New standards for physicians’ ‘certified’ status | October 29 – Doctors working in Texas emergency rooms and their allies lined up once again to tell the Texas Medical Board on Friday that a year-in-the-making rule restricting the claims that doctors can make about their credentials was a “food fight” that would also seriously hurt them and patients across the state.

The board disagreed and approved the rule, which says doctors credentialed after Sept. 1 cannot advertise that they are “board certified” in their field — an indication of a highlevel of expertise — unless they have successfully completed requirements that include several years of supervised training or a residency, in their specialty area.
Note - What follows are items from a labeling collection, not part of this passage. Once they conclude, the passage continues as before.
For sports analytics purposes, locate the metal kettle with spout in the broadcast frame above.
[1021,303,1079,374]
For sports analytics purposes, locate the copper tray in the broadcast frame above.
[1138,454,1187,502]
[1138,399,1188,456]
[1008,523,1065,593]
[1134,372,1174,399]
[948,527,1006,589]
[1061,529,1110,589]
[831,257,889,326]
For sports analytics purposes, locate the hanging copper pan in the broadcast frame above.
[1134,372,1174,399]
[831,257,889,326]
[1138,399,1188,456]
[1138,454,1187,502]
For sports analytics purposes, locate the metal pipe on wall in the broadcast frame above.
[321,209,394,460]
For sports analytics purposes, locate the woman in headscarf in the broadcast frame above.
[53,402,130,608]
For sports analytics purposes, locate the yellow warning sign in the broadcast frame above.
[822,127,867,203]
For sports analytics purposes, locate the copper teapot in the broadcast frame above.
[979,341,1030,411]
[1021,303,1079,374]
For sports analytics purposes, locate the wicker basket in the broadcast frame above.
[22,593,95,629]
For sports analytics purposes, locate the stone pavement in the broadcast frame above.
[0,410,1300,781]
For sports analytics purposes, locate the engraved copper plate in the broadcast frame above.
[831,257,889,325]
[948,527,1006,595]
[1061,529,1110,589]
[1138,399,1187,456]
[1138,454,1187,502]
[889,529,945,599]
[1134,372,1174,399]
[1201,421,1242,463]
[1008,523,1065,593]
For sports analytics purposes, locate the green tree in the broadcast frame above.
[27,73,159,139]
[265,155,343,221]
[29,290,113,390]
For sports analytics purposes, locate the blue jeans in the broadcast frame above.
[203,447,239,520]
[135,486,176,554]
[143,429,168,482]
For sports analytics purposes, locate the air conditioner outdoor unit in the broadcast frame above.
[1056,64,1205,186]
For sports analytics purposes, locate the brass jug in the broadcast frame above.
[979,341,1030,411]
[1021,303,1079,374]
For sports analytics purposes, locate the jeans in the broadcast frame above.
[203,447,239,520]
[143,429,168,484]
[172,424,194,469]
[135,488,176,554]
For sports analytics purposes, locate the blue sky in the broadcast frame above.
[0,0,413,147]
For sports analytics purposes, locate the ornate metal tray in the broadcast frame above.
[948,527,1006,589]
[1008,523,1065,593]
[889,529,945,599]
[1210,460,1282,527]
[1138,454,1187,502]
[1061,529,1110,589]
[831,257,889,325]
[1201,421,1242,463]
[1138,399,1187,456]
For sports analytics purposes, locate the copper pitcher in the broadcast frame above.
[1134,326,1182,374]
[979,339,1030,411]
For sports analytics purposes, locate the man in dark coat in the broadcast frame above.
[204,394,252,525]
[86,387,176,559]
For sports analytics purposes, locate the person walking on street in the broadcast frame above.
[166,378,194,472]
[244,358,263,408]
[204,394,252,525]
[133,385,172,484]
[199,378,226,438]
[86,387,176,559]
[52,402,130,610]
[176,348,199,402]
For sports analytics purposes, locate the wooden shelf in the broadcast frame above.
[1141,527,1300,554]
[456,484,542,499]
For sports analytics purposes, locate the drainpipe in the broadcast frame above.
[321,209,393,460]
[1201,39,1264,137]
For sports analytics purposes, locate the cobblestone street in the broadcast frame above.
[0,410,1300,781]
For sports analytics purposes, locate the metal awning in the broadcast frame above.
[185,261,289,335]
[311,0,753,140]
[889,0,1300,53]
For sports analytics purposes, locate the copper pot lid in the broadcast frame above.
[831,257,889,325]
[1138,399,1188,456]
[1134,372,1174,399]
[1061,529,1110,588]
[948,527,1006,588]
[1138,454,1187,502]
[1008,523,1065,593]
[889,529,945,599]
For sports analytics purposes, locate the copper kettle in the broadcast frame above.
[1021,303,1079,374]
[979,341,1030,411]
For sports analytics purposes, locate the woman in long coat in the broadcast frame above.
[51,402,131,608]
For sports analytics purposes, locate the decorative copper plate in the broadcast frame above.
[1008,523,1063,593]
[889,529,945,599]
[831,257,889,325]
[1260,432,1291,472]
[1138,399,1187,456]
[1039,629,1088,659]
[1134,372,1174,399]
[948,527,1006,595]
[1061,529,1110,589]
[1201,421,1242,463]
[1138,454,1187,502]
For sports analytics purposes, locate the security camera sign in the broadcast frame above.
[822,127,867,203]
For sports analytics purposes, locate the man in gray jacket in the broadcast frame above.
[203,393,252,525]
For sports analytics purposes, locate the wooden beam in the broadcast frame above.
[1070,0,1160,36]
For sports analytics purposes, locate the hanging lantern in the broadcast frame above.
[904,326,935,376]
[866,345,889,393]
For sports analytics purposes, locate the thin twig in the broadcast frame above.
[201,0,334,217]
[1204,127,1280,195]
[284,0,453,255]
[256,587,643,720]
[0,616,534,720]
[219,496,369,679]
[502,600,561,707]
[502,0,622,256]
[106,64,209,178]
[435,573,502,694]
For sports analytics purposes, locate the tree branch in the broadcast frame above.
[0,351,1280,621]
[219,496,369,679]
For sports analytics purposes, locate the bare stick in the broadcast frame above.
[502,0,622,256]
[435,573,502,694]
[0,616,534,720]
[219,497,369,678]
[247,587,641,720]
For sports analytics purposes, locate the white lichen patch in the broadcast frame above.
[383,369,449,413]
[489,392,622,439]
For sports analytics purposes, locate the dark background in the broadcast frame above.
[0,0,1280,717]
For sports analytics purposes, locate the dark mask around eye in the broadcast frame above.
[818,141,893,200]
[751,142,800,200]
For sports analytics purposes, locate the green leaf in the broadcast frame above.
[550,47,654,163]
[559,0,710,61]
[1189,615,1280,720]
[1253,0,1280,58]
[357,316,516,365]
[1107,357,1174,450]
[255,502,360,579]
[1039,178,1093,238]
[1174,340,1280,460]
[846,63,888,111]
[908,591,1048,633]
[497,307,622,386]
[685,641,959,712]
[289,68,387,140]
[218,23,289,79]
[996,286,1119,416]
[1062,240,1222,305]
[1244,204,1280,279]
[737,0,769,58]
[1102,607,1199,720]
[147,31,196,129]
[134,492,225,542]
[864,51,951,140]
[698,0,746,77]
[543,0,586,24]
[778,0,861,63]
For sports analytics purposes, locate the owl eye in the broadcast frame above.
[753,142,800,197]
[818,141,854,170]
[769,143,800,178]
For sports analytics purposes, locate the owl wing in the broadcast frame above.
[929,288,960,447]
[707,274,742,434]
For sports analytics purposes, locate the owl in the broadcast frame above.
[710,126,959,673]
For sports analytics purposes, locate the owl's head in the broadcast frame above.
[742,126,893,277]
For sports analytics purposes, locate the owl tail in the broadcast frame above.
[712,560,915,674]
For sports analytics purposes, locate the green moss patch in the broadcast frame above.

A three-year residency has been the common standard in emergency medicine since 1988, when the nation’s largest board that credentials specialty doctors made the change.

Emergency room doctors who testified before the board said the new rule would make them less attractive to hospitals and ultimately reduce the supply of ER doctors, especially in rural areas.

But supporters said the rule elevates emergency medicine certification to the gold standard of other specialties. And most board members who spoke in favor of it agreed as they tried to assure skeptical opponents that the rule only affects how doctors advertise themselves — and won’t affect their jobs.

As a marketing tool, many hospitals tout that all of their ER doctors are board-certified, but that might not mean what some people think. Some doctors might have had a residency in family practice, not emergency medicine, but can still claim to be board-certified in Texas.